Crude oil prices took a sharp hit, dropping by 6%, as global energy markets reacted to two major developments: an unexpected increase in oil production by OPEC and its allies, and U.S. President Donald Trump’s fresh round of reciprocal tariffs.
On Thursday, oil futures slid significantly after the Organization of the Petroleum Exporting Countries (OPEC) and its partners unveiled a production increase that far exceeded market forecasts. This announcement coincided with the market’s response to Trump’s tariff measures, sending prices into a downward spiral.
Brent crude dropped 6.42% to $70.14 a barrel, while West Texas Intermediate (WTI) shed 6.64% to settle at $66.95. The downward momentum continued into Friday’s Asian trading, pushing both benchmarks toward levels not seen since December 2021.
The production decision came shortly after Trump’s “Liberation Day” proclamation, in which he revealed a new wave of tariffs. Investors worried these policies could escalate into a global trade war, dragging down economic growth and demand for key commodities like oil and copper. Oil prices had already fallen 4% following the tariff announcement.
The supply increase, agreed upon by eight OPEC members, further fueled market anxiety. While energy products were excluded from the new U.S. tariffs, the broader economic implications weighed heavily on sentiment. The participating countries—Saudi Arabia, Russia, Iraq, Kuwait, Kazakhstan, Algeria, and Oman—committed to adding 411,000 barrels per day to the market in May.
“This comprises the increment originally planned for May in addition to two monthly increments,” stated OPEC’s official website.
This rise significantly outpaced expectations, which had projected a 140,000-barrel-per-day increase. It follows a planned April boost of 135,000 barrels per day, marking a continued rollback of the group’s earlier output curbs totaling 2.2 million barrels daily.
“The gradual increases may be paused or reversed subject to evolving market conditions. This flexibility will allow the group to continue to support oil market stability,” the organisation added.
“The eight OPEC+ countries also noted that this measure will provide an opportunity for the participating countries to accelerate their compensation.”
Some nations have exceeded their output targets in recent months, and this adjustment aims to balance the discrepancy. Kazakhstan, the United Arab Emirates, Nigeria, and Gabon were named as countries that had overproduced.
The group is set to meet again on May 5 to decide on production levels for June. However, tensions tied to U.S. tariffs could complicate supply projections. Trump’s recent actions include a 25% tariff on countries importing Venezuelan oil and threats of steep levies—ranging from 25% to 50%—on Russian oil buyers. He also alluded to “bombing” and “secondary tariffs” aimed at Iran, further unsettling global markets.
These “secondary tariffs” would function as sanctions via import duties, potentially affecting major purchasers of Iranian and Venezuelan oil like China and India.

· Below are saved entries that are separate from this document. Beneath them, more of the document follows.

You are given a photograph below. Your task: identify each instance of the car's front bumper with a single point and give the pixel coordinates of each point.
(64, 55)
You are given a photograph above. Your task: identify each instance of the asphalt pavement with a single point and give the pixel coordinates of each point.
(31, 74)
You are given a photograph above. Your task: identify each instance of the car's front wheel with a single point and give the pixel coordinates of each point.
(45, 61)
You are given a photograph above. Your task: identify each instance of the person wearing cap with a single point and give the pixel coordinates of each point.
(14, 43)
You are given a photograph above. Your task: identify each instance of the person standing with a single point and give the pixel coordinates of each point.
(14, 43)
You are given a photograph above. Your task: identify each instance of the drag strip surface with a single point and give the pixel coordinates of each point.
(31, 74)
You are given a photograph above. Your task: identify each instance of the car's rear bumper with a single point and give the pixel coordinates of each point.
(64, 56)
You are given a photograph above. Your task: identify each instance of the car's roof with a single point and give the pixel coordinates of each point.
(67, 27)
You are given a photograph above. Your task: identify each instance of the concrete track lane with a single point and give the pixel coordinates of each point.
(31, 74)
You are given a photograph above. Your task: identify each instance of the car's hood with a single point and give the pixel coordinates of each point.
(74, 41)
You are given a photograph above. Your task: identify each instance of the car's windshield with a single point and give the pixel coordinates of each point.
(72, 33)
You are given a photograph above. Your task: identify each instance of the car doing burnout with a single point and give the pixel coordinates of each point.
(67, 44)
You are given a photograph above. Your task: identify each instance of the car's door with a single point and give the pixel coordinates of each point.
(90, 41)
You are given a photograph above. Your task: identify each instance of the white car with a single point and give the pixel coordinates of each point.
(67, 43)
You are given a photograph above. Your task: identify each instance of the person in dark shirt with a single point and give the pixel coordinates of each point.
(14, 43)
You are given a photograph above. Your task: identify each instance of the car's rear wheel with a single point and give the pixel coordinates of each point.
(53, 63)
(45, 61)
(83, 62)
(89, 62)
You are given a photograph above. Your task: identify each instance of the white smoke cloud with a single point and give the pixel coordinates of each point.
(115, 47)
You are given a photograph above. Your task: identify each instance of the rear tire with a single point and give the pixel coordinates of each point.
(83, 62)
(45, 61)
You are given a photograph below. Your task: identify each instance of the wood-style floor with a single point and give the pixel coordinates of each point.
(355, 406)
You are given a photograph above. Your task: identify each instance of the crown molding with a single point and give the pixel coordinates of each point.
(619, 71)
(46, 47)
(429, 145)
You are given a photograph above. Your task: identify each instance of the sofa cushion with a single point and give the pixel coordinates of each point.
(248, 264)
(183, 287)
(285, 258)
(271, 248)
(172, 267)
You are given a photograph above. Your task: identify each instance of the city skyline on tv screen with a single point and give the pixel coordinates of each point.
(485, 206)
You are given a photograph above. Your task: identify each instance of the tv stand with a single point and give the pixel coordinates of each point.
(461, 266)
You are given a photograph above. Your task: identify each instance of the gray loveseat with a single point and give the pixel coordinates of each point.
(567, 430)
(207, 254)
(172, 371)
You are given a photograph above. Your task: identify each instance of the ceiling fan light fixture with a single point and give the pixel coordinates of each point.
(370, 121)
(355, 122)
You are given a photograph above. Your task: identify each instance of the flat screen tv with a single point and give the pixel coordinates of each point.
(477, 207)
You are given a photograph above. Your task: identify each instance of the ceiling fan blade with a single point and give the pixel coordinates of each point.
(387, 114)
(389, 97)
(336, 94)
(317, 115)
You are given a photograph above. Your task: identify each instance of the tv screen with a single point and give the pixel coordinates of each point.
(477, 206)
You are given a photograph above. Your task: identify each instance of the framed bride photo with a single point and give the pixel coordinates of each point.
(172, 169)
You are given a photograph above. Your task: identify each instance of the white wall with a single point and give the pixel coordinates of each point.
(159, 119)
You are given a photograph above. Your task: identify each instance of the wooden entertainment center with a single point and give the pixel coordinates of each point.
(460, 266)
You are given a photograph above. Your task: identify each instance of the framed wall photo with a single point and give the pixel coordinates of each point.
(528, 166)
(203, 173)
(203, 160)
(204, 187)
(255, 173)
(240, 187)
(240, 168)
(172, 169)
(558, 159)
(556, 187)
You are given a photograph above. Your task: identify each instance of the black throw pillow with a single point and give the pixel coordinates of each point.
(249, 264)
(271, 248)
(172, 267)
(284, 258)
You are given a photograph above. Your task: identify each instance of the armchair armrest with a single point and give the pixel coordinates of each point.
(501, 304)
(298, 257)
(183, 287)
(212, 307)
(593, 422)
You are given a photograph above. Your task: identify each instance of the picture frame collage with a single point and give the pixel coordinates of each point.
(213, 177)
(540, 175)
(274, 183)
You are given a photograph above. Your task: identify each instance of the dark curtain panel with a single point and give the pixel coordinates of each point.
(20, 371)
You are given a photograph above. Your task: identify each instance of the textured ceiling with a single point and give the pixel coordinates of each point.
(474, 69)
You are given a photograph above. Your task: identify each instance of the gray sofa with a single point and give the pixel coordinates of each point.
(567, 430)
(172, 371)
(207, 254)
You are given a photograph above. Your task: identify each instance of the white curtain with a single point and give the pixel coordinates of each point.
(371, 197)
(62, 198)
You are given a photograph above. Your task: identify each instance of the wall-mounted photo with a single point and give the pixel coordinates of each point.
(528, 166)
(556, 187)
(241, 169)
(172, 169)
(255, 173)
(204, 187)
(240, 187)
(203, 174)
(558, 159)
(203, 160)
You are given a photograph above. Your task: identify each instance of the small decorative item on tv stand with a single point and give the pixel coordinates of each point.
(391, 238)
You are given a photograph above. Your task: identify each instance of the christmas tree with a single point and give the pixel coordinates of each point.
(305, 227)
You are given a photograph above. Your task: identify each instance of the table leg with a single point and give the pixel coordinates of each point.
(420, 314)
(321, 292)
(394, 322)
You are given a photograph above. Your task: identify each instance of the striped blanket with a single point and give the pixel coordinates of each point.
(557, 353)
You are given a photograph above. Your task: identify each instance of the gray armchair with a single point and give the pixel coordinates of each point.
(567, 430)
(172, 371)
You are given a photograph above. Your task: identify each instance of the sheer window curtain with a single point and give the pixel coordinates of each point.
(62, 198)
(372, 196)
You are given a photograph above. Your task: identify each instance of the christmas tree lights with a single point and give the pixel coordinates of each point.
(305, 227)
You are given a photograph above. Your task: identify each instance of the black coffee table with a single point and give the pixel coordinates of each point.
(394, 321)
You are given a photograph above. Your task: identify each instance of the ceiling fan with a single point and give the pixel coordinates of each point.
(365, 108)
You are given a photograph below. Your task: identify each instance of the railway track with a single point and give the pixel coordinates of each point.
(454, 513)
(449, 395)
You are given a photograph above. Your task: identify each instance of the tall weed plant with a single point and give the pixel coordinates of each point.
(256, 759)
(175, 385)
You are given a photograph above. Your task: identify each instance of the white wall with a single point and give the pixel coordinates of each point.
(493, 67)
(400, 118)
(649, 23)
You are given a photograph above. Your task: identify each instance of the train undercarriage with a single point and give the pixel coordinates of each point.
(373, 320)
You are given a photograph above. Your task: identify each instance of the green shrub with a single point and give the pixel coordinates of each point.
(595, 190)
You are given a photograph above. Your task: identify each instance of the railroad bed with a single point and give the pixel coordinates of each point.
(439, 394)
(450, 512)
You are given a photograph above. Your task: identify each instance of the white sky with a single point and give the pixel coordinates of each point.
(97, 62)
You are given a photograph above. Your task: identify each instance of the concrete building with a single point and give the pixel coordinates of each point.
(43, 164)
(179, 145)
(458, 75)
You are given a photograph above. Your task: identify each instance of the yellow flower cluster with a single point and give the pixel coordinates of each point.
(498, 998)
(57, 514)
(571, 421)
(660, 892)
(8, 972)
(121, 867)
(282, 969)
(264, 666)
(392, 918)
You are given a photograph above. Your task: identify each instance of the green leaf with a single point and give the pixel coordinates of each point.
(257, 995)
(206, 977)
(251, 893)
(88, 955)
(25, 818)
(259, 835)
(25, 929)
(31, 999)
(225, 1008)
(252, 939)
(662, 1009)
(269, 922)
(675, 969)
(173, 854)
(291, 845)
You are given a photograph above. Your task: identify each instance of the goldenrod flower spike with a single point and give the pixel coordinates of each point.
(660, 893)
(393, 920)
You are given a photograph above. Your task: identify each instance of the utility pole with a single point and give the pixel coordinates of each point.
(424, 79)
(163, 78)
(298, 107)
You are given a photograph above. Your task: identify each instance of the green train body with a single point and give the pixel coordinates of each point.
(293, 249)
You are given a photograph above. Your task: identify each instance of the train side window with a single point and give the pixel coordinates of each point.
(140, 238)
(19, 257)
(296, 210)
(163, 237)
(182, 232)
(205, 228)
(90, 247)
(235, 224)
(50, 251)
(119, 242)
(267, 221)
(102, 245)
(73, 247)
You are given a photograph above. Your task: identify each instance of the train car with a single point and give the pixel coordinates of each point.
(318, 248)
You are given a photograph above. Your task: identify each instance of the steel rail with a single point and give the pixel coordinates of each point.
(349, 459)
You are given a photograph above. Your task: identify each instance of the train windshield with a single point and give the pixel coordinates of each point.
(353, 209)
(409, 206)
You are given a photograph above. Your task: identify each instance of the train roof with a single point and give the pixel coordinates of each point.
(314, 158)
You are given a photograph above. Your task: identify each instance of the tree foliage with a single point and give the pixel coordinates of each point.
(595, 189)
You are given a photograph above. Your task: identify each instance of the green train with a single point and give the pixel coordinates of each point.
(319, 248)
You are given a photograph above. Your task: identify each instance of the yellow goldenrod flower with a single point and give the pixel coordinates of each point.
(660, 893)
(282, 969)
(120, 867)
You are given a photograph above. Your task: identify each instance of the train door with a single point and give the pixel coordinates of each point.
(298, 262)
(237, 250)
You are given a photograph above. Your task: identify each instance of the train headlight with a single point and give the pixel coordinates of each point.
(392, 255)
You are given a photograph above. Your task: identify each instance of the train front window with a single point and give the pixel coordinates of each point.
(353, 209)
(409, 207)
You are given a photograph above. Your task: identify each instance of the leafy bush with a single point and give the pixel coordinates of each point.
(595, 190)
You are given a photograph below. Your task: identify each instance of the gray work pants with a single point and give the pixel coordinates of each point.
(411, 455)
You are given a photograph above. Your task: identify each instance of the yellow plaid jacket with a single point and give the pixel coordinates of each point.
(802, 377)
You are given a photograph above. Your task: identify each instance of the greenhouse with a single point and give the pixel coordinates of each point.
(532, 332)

Reduced exports from Iran and Venezuela could have a noticeable impact. Iran’s production, as reported by the U.S. Energy Information Administration (EIA), stands at 1.5 million barrels per day—1.4% of global supply. Meanwhile, OPEC data showed Venezuela’s output reached 900,000 barrels per day in Q1 2025, with January exports to the U.S. accounting for 250,000 barrels daily. Reuters noted an 11.5% drop in Venezuela’s exports in March due to new U.S. sanctions.